There are clear incentives for a school to move now and get ahead of the pack. Randall said the first school to take the leap is “going to have a huge head start.” 

That’s because the American cupboard is stocked like never before. The cornerstones from the USA's World title-winning Cadet and Junior squads are hitting the recruiting market. The headliners are transcendent talents like Kylie Welker and Kennedy Blades, who reached the Olympic Trials finals in April as high school juniors, turned in dominant performances at the Junior World Championships this summer and battled it out Sunday on the Senior level in the finals of the World Team Trials. 

Welker said she’s been reluctant to dive deep into the college selection process because of the ever-changing women’s wrestling landscape. The 17-year-old Wisconsin native said the addition of a Power Five program would help crystallize her future plans.   

“It would get a lot of girls excited,” she said. “I know for me, personally, the first school is definitely going to be on top of the list versus all of the other smaller schools. I think if one school opens up it’s going to encourage other schools to open up. I don’t think it’ll be the only school for that long.”

Welker has long been waiting for these doors to open. She recalls her early years in the sport when people would tell her major college women’s wrestling options would arrive by the time she was done with high school. It appears those predictions will be proven correct. 
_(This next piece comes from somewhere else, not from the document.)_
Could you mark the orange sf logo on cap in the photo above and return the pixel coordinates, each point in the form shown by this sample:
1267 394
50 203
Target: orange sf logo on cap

And maybe Steiner’s forecast will come to fruition as a result, too. He’s been saying there will come a day when the United States passes Japan in the race for global women’s wrestling supremacy. The advent of major college women’s wrestling would help turbocharge that effort.  

“From a National Team perspective, I think it’s the final step that we’ve needed to make that push to take over the world,” Steiner said. “I don’t know when it’s going to happen, but it’s coming.”